Она дрожала от непреодолимого нетерпения, как кобылица, задержанная в своём беге к красавцу-жеребцу, ржущему на лугу, но ответила:

– Здесь в замке всякая женщина подчиняется воле вашего высочества.

– Сядьте подле меня, – сказал он.

Он посмотрел на неё хитрым, острым, похотливым взглядом и продолжал:

– Прочтите мне «Отче наш» по-фламандски. Я знал когда-то, но забыл.

Бедняжка читала ему «Отче наш», а он всё просил её читать, как можно медленнее.

И так она прочитала ему молитву десять раз подряд, всё думая о часе иных молитв, который казался ей столь близким.

Затем он стал осыпать похвалами её прекрасные волосы, роскошный цвет её лица, её ясные глаза; только о её полных плечах, её высокой груди и иных прелестях он не посмел сказать ничего.

Она уж думала, что может итти, и посматривала во двор, где ждал её кавалер, но инфант спросил её, знает ли она, в чём достоинство женщины.

И так как она в замешательстве не знала, что ответить, он поучительно ответил за неё сам:

– Достоинство женщины – её чистота, добродетель и скромное поведение.

И он посоветовал ей одеваться пристойно и скрывать свои прелести.

Она выразила согласие наклонением головы и ответила, что перед его гиперборейским[41] высочеством ей приятней было бы закутаться в десять медвежьих шкур, чем в кисейный лоскуток.

И, смутив его этим ответом, она весело убежала.

Однако пламя юности возгорелось в груди инфанта, но это был не тот могучий пыл, который побуждает сильные души к великим подвигам, и не тот мягкий огонёк, от которого плачут нежные сердца, но то мрачное адское пламя, возжечь которое дано одному сатане.

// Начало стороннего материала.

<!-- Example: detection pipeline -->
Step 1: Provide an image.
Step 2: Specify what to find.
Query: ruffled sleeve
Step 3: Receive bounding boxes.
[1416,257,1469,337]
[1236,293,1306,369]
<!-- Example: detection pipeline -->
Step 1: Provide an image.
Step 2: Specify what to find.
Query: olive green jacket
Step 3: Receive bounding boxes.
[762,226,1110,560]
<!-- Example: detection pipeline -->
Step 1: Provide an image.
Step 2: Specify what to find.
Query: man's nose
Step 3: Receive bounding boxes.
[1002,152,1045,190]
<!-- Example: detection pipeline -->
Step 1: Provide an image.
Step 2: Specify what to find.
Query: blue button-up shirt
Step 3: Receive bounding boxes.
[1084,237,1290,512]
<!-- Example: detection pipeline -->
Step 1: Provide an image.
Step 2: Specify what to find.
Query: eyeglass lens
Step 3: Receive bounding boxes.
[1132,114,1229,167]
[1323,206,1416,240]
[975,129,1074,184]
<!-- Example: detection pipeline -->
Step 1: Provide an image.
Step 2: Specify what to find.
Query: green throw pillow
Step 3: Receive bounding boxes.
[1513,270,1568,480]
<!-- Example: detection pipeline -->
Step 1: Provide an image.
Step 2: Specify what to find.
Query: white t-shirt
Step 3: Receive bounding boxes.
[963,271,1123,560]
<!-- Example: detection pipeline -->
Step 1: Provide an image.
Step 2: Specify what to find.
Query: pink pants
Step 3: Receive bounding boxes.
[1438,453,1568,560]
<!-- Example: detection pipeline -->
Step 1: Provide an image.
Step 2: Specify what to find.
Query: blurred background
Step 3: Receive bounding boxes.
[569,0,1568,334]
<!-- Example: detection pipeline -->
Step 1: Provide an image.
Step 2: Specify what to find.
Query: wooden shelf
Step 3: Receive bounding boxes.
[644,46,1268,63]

Это пламя светилось в его тусклых глазах, словно лунный свет в зимнюю ночь над кладбищем. Жестоко жёг его этот огонь.

Не чувствуя в себе любви ни к кому на свете, несчастный злюка не смел предложить себя женщинам. Он уходил в тёмный, заброшенный угол, в чулан с выбеленными известью стенами и узкими окнами, где он грыз обыкновенно своё пирожное и куда на сладкие крошки во множестве слетались мухи. Там он ласкал себя, давил пальцами мух на стекле и убивал их сотнями, пока его руки так начинали дрожать, что он уж не мог продолжать этого кровавого занятия. И мерзкое наслаждение испытывал он от этой жестокой истомы, ибо сладострастие и жестокость – две гнусные сестры. Он уходил отсюда ещё угрюмее, чем пришёл, и всякий, как мог, бежал от лица этого принца, иссиня-бледного, точно он питался струпьями.